Os Recovery Colleges devem envolver pessoas em seu próprio processo de Superação, seus pares, profissionais e, quando pertinente, outros atores sociais, em todos os aspectos do programa (Thériault et al., 2020; Whitley et al., 2019). Em geral, existe um alto nível de satisfação dos estudantes com os Recovery Colleges. Além disso, eles têm sido associados a uma significativa redução de custos e à utilização dos serviços de saúde mental, bem como uma diminuição de internações e mudanças na prática dos prestadores de serviços (Hayes et al., 2023). 

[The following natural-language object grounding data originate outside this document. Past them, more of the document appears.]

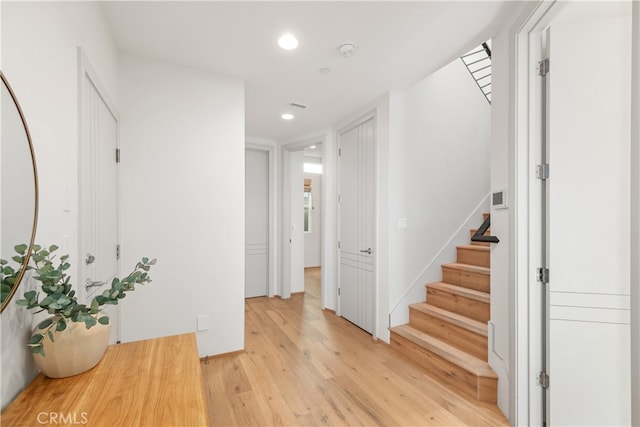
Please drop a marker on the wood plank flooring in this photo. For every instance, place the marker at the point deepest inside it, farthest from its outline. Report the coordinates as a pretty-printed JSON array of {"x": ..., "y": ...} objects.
[{"x": 306, "y": 367}]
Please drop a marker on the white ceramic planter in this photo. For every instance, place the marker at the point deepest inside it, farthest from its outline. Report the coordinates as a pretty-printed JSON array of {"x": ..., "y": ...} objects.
[{"x": 74, "y": 351}]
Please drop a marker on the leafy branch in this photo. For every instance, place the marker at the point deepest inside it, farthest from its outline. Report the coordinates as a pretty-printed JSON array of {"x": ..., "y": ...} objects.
[{"x": 60, "y": 298}]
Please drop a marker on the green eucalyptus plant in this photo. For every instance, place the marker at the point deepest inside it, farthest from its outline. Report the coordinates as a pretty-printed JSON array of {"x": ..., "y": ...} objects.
[
  {"x": 60, "y": 298},
  {"x": 8, "y": 274}
]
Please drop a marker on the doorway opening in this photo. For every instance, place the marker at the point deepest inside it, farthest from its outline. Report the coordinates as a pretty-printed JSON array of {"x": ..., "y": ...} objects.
[
  {"x": 303, "y": 218},
  {"x": 312, "y": 218}
]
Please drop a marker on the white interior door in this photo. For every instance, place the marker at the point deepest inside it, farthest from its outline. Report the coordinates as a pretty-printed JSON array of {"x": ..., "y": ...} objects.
[
  {"x": 257, "y": 223},
  {"x": 357, "y": 225},
  {"x": 588, "y": 215},
  {"x": 99, "y": 195}
]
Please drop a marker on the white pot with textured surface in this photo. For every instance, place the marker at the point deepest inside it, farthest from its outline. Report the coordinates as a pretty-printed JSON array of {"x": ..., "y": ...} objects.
[{"x": 74, "y": 351}]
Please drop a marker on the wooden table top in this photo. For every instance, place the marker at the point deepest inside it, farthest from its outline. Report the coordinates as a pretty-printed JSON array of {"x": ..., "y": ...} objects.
[{"x": 156, "y": 382}]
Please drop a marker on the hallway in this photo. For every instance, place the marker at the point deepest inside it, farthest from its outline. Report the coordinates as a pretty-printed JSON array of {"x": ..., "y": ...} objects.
[{"x": 303, "y": 366}]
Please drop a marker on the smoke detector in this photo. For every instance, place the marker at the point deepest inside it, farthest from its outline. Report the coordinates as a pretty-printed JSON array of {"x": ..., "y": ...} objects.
[{"x": 346, "y": 50}]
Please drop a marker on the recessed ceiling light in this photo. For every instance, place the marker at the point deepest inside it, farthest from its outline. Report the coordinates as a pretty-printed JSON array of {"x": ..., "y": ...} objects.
[
  {"x": 288, "y": 42},
  {"x": 346, "y": 50}
]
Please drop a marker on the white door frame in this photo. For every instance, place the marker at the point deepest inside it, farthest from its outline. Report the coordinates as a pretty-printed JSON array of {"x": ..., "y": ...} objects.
[
  {"x": 272, "y": 230},
  {"x": 372, "y": 115},
  {"x": 285, "y": 291},
  {"x": 86, "y": 70},
  {"x": 525, "y": 403}
]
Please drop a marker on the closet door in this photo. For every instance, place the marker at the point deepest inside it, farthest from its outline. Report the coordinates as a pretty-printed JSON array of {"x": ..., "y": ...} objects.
[
  {"x": 357, "y": 224},
  {"x": 256, "y": 223}
]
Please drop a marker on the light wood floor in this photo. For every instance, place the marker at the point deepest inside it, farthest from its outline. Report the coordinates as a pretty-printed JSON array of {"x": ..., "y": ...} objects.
[{"x": 306, "y": 367}]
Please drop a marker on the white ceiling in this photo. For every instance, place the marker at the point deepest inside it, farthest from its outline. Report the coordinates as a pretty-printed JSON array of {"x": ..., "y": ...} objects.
[{"x": 396, "y": 44}]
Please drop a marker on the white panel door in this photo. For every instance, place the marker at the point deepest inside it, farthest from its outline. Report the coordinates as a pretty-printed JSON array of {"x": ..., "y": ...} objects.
[
  {"x": 99, "y": 196},
  {"x": 588, "y": 215},
  {"x": 257, "y": 223},
  {"x": 357, "y": 225}
]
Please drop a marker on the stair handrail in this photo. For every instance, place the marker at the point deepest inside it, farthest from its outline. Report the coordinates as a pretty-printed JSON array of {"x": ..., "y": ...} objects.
[{"x": 479, "y": 234}]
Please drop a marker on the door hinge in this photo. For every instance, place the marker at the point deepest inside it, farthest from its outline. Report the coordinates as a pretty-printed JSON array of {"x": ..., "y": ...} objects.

Em junho de 2024 registrava-se a existência oficial de 221 Recovery Colleges no mundo. Apesar da disseminação destes serviços, particularmente em alguns países, como o Reino Unido, ainda não existe nenhum programa desenvolvido na América Latina (Hayes et al., 2023). 

Apesar de o processo de Superação não estar ainda formalmente incluído nas políticas de assistência à saúde mental no Brasil, acreditamos, seguindo a tendência internacional (World Health Organization, 2021a; 2021b) e de acordo com diversos autores brasileiros (Costa, 2017; Oliveira, 2017; Corradi-Webster et al., 2023), que esta abordagem pode contribuir de forma extremamente positiva para o aperfeiçoamento dos sistemas de saúde, inclusive da assistência de saúde mental e os ligados à assistência e desenvolvimento social, e ao sistema judiciário, entre outros. Portanto, propõe-se o presente projeto, focado no desenvolvimento e testagem do primeiro Recovery College no Brasil, denominado como Imagus – Escola de Superação e Cidadania (ESC).